Nach Sanzibar

Wir folgten unserem guide auf verschlungenen Pfaden durch die Bauten der kaiserlichen Zollstation. Die Mauern aus Korallensteinen, ein Material welches in dieser Region üblicherweise zum Errichten von Bauwerken benutzt wurde, waren 80 cm dick und endeten 4 Meter weiter oben. Dort war vor 100 Jahren mal ein Dach. Von dieser Höhe hatten sich Wurzeln nach unten gerankt und umschlossen so die Mauer. Der Anblick beeindruckte uns sehr. Wie wuchsen Wurzeln nach unten? Wo nahm die Pflanze die Nahrung her, bevor die Wurzeln das Erdreich erreichten? Sie waren sehr kräftig und werden das Gemäuer zerdrücken wenn sie so weiter wachsen. Doch wer wollte sie aufhalten?

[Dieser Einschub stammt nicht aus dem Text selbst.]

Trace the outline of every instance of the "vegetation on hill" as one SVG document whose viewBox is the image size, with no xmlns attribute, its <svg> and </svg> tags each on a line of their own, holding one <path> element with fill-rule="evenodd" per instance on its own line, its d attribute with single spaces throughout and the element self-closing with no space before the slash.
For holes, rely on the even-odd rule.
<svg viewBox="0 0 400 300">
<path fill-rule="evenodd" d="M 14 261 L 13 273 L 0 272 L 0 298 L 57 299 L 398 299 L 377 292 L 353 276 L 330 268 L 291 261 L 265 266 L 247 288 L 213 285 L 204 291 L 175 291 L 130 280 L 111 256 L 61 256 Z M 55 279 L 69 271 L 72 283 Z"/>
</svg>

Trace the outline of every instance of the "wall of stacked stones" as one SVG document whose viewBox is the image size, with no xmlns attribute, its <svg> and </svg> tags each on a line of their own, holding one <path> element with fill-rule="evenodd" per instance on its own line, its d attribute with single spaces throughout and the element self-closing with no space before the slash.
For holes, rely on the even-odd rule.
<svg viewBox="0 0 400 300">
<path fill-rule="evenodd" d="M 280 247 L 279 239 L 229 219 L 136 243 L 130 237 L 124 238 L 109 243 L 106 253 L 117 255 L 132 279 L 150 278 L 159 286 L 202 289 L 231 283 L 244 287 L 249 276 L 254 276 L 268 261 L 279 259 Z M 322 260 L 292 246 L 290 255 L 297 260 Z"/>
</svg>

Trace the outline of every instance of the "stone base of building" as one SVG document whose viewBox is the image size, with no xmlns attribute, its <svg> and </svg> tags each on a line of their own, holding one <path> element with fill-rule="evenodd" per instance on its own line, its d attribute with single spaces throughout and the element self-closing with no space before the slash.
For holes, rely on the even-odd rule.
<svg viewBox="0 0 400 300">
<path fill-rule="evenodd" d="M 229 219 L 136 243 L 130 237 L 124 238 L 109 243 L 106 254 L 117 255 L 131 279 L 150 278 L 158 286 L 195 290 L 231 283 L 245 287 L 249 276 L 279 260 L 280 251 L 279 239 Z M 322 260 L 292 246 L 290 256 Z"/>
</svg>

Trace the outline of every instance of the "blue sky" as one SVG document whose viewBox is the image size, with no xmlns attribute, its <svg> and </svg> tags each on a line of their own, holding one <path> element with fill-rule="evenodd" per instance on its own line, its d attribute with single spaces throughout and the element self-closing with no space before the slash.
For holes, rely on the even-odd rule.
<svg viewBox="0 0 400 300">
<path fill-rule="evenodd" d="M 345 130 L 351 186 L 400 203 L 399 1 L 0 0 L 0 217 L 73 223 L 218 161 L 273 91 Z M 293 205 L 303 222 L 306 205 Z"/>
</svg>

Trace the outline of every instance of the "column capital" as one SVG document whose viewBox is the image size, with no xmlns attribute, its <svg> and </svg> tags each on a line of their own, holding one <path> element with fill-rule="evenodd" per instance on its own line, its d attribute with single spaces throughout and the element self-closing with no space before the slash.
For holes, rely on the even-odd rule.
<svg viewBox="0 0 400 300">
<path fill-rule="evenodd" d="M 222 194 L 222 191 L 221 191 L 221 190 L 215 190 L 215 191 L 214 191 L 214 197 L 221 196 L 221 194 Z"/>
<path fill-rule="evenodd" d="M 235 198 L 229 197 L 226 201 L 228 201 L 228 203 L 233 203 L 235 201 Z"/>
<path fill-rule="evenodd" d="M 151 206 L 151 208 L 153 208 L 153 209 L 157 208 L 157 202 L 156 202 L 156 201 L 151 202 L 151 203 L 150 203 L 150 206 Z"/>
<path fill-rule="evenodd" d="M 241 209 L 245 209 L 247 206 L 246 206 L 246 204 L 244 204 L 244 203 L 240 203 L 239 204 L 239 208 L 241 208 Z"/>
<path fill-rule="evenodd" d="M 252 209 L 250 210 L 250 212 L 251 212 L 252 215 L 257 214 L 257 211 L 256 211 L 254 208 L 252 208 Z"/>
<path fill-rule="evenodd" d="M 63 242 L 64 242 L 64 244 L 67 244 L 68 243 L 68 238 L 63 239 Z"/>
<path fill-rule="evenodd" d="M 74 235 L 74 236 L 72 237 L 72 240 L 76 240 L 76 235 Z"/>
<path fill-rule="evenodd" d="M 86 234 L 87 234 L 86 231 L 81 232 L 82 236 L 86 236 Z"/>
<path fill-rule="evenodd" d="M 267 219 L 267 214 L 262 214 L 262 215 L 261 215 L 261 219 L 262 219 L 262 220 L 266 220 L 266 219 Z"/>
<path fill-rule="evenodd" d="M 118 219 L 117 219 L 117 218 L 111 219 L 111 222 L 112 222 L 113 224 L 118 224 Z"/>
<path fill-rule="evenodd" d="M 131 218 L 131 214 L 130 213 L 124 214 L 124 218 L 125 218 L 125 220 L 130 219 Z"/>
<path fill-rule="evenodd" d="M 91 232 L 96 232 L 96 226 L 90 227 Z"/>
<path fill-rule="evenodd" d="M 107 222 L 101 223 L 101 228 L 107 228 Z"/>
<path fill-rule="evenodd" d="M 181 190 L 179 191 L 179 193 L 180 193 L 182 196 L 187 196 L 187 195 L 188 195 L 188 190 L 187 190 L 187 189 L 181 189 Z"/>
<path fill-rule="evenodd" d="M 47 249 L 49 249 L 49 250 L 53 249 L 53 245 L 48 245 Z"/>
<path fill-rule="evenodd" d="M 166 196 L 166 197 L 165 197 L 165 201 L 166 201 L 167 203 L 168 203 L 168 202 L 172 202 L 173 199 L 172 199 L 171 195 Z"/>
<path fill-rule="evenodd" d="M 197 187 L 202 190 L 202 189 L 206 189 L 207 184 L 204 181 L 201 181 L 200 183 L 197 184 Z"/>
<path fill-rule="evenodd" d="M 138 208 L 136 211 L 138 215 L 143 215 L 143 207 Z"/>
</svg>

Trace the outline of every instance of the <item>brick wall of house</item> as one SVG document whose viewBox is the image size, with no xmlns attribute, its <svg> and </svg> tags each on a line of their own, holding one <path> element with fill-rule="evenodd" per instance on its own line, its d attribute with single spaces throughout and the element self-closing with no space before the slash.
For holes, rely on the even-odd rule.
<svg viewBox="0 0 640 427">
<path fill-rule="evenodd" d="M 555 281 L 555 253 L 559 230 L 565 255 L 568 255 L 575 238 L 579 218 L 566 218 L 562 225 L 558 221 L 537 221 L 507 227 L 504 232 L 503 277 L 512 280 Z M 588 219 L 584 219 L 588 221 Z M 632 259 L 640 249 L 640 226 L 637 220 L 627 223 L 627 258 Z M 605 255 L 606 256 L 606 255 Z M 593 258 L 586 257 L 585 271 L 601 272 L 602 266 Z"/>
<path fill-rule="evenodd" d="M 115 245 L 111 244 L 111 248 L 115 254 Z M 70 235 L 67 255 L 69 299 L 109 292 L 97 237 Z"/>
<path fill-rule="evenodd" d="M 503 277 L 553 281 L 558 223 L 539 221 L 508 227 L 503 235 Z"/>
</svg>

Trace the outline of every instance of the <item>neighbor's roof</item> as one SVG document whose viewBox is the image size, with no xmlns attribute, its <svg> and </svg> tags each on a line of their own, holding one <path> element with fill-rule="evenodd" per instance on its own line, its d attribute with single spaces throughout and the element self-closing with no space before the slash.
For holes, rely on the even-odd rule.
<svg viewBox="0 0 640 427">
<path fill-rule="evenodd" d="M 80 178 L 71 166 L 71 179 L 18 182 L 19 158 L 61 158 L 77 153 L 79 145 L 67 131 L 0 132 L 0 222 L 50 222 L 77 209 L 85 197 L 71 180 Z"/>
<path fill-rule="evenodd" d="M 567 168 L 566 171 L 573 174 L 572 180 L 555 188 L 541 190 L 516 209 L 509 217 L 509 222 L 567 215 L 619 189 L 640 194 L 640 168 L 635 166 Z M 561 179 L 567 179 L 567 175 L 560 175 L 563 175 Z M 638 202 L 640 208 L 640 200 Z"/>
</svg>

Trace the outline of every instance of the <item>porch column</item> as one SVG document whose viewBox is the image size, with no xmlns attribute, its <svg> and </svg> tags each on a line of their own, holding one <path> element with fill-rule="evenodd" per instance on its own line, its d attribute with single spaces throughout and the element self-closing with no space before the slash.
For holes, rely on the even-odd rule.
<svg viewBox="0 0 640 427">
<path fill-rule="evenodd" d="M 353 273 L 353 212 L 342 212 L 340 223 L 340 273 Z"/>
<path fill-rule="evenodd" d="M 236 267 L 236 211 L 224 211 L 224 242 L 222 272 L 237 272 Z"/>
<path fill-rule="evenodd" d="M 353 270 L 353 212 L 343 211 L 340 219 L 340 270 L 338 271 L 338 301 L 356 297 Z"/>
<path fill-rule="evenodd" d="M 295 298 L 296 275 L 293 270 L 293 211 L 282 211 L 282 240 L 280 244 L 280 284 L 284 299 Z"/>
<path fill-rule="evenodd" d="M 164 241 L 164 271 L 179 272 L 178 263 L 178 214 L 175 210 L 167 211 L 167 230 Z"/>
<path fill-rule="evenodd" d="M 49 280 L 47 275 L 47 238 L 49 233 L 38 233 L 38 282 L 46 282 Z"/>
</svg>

Hinter dem ehemaligen Zollgebäude begann sofort das Gelände des Hotels. Die Wege waren mit seitlichen Steinen markiert und machten einen gepflegten Eindruck. Jenseits dieser Ordnung begann sofort die üppige tropische Pflanzenwelt. Hinter einer Biegung standen wir vor dem Foyer des Hotels. Dies war eine nach allen Seiten offenen überdachte Fläche. Einige Tische und Stühle standen zwanglos umher und vermittelten den Eindruck als sei alles in Benutzung und nicht steril wie in einem europäischen Hotel. Zwei Männer kamen auf das Rufen unseres Führers und wir frugen sie nach einem Hotelzimmer. Der Chef war aber in Kilidoni und sie waren nicht befugt irgendwelche Verhandlungen zu führen. Da er gegen Mittag zurück sein wollte, ließen wir uns zwei Bier bringen, setzten uns in den Schatten und trockneten unsere nassen Hosen.
Vor uns, von Mangroven verdeckt, lag die Chole Bay. Man mußte, wenn man über die Wipfel hinwegschauen könnte einen herrlichen Ausblick haben. Wir besichtigten die Hotelanlage. Sie bestand aus dem Küchentrakt, vier Zelten mit Dusche und drei Baumhäusern. Wir ließen, voller Vertrauen, unsere Rucksäcke zurück und machten einen Rundgang durch das Dorf. Die Häuser lagen sehr weit auseinander. Sie waren nach dem afrikanischen Prinzip errichtet, das man das Gackern der Hühner seines Nachbarn nicht hören solle. Im Chole Imbiß nahmen wir einen frischen Chapati und Tee. So gestärkt, hatten wir nach einer Stunde die gesamte Insel besichtigt und nahmen wieder bei unseren Rucksäcken Platz. Zwischen uns und dem Ufer war eine Vogeltränke, die fleißig besucht wurde. Diesem Schauspiel mit ständig wechselnder Besetzung konnte man ohne Ermüdung lange zusehen. Die bunt schillernden Piepmätze boten ein kurzweiliges Programm.
Gegen Mittag kam die Chefin, eine Amerikanerin und zeigte uns jedes Baumhaus. Es waren alles Unikate und eines schöner als das andere. Alle besaßen hängende Betten, die leicht im Wind schaukelten. Der Blick über die Chole Bay vervollständigte diesen Traum. Als wir die Preise von 50-80 US $ bei Vollpension pro Kopf  hörten, erwachten wir und verabschiedeten  uns schnell von der einsamen Amerikanerin, die dringend einen Koch suchte.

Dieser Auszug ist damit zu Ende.